Une proposition de loi controversée pour réintroduire des pesticides interdits
Une proposition de loi déposée le 30 janvier dernier par cinq sénateurs de différents groupes politiques, allant des radicaux aux Républicains, vise à réintroduire à titre dérogatoire un pesticide interdit en France. Les auteurs, dont Laurent Duplomb, ont demandé ce jeudi que leur texte soit inséré dans le projet de loi d'urgence agricole, après l'avoir amendé suite à un avis du Conseil d'État.
Quatre filières agricoles concernées
Le texte concerne spécifiquement quatre filières agricoles : la betterave sucrière, la noisette, la pomme et la cerise. Il vise à permettre des dérogations à l'interdiction d'usage d'une substance néonicotinoïde, une famille de pesticides particulièrement controversée pour ses effets sur l'environnement et la biodiversité.
L'avis du Conseil d'État et les modifications apportées
Le Conseil d'État, sollicité pour avis par le président du Sénat Gérard Larcher, a rendu son analyse le 26 mars. L'instance a estimé que « l'objectif d'intérêt général poursuivi pourrait justifier les atteintes portées au devoir de prévention et au droit à la protection de la santé », sous réserve de certaines recommandations.
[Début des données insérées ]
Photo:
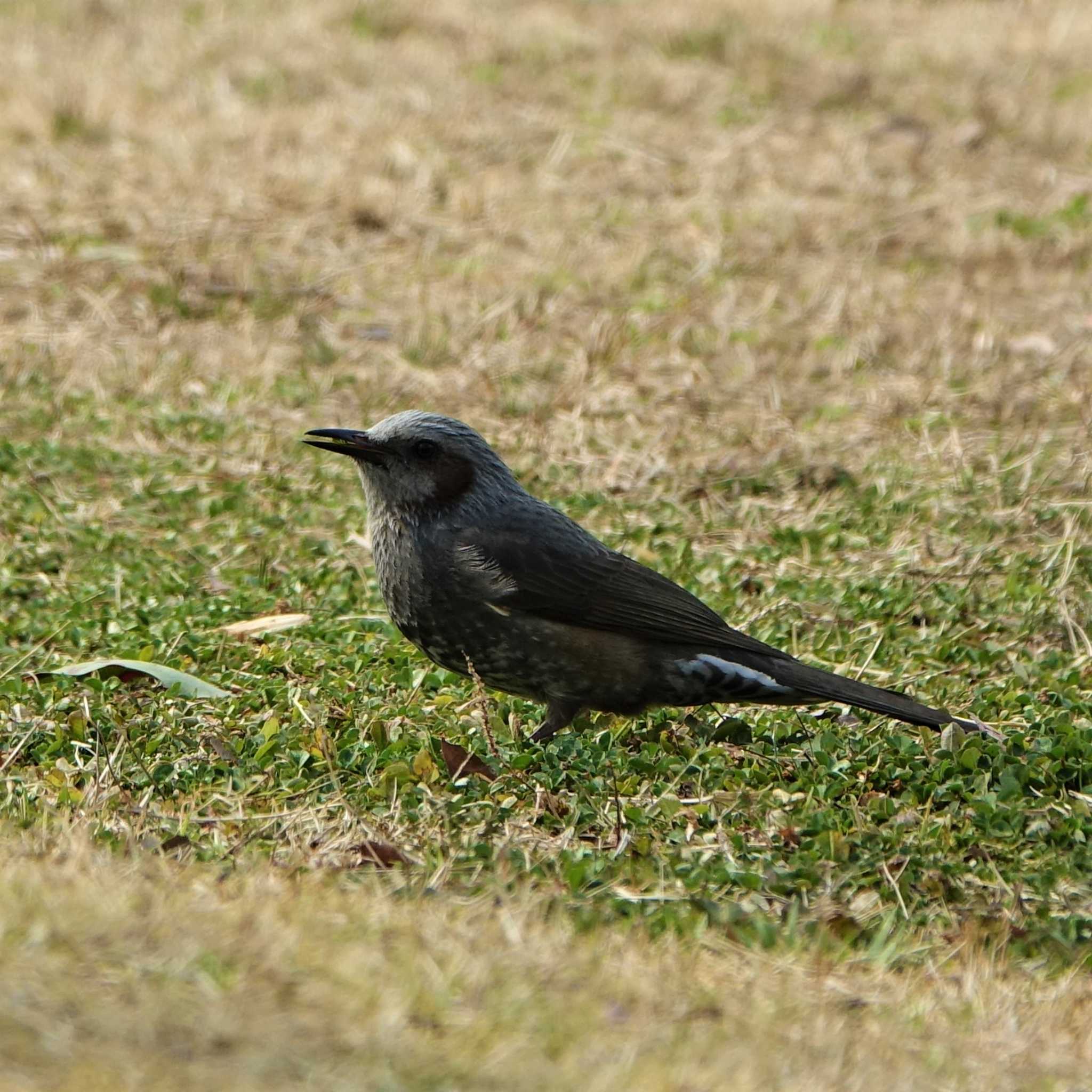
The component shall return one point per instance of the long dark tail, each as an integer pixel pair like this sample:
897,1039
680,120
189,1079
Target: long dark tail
826,686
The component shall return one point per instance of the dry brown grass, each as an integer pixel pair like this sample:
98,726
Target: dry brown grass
721,234
126,973
657,242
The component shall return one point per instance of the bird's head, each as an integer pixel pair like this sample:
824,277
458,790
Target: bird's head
419,463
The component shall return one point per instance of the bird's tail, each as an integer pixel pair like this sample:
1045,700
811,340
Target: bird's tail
826,686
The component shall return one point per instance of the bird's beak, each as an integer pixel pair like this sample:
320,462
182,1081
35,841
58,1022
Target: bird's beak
350,441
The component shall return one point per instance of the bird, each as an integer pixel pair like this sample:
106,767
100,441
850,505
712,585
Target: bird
486,579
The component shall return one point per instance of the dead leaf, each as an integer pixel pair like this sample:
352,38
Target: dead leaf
268,624
461,761
380,854
221,747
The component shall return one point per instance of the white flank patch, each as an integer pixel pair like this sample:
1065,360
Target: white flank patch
704,664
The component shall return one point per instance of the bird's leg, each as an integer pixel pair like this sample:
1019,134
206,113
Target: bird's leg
559,716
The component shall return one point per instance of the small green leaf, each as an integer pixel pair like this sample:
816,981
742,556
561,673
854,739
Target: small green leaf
188,685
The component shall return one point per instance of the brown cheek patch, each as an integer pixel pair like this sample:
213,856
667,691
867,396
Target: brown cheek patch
453,476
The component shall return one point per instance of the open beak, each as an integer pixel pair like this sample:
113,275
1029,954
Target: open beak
349,441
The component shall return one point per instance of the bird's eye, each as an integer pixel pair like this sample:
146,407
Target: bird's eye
426,449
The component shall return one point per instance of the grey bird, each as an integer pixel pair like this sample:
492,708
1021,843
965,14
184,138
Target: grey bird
473,568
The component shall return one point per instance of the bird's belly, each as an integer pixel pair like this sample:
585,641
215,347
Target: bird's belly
533,657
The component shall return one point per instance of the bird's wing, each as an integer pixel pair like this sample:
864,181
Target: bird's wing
593,588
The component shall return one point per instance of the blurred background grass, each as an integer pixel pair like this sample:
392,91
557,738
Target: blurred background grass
791,301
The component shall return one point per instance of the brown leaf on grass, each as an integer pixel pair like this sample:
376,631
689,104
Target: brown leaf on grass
268,624
459,761
380,854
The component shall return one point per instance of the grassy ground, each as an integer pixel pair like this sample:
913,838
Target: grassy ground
790,301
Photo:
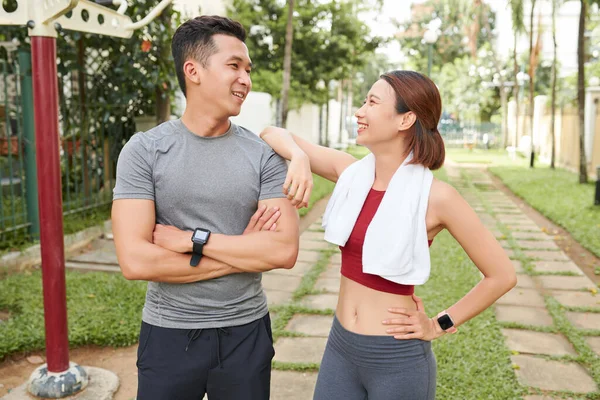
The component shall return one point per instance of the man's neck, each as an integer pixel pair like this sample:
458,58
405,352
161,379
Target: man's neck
202,124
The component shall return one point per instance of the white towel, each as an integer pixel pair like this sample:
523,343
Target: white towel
396,246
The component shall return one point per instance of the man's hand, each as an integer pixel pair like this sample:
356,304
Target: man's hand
172,238
179,241
298,182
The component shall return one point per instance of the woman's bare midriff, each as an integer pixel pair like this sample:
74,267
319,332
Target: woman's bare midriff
361,309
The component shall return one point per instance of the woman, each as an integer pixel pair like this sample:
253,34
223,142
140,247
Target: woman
384,211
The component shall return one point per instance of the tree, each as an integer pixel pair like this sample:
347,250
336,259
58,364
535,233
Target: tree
555,5
287,63
583,178
330,43
461,19
532,65
518,28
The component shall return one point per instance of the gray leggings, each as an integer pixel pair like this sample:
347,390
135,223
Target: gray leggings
361,367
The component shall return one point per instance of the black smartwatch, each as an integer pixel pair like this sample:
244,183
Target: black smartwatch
446,322
199,239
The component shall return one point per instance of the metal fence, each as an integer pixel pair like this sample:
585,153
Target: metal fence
91,137
485,135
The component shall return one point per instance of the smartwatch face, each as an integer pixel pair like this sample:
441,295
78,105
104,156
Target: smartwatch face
445,322
200,235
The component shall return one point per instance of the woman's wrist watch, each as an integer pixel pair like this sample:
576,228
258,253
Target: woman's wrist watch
446,322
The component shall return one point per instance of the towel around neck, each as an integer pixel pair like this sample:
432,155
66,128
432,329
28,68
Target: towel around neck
395,246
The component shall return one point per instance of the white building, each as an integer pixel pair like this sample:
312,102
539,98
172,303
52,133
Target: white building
193,8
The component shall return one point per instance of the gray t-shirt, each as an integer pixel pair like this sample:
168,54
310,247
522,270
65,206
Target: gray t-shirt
212,183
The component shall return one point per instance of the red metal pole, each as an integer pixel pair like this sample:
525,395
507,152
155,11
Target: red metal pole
45,99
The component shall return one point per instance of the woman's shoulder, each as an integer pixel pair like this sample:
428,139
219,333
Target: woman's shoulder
442,194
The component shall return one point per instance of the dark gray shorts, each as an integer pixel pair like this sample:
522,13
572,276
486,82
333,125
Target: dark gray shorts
226,363
359,367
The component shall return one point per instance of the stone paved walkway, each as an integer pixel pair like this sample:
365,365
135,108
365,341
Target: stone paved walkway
543,356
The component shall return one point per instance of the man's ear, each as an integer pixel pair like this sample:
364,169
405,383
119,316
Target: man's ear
406,121
191,70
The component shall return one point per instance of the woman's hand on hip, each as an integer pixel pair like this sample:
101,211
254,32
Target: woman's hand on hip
411,324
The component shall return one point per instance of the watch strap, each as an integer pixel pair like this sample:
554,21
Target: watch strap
452,329
196,254
195,259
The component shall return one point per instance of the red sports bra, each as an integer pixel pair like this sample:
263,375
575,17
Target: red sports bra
352,251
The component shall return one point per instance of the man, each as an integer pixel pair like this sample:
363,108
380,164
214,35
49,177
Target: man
205,323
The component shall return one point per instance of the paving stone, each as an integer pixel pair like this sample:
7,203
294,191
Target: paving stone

Suite à cet avis, les auteurs ont présenté jeudi une nouvelle version amendée du texte. Les modifications proposées portent notamment sur :
- La durée des dérogations autorisées
- La mention systématique de « l'état des connaissances scientifiques » dans chaque article
- Des mécanismes d'adaptation en cas de nouvelles études scientifiques
Un précédent constitutionnel récent
Cette proposition intervient dans un contexte particulier. L'an dernier, un article de la loi Duplomb adoptée début juillet avait déjà tenté de réintroduire sous conditions l'acétamipride, un pesticide de la famille des néonicotinoïdes. Le Conseil constitutionnel avait finalement censuré cette disposition, estimant qu'elle présentait « un encadrement insuffisant ».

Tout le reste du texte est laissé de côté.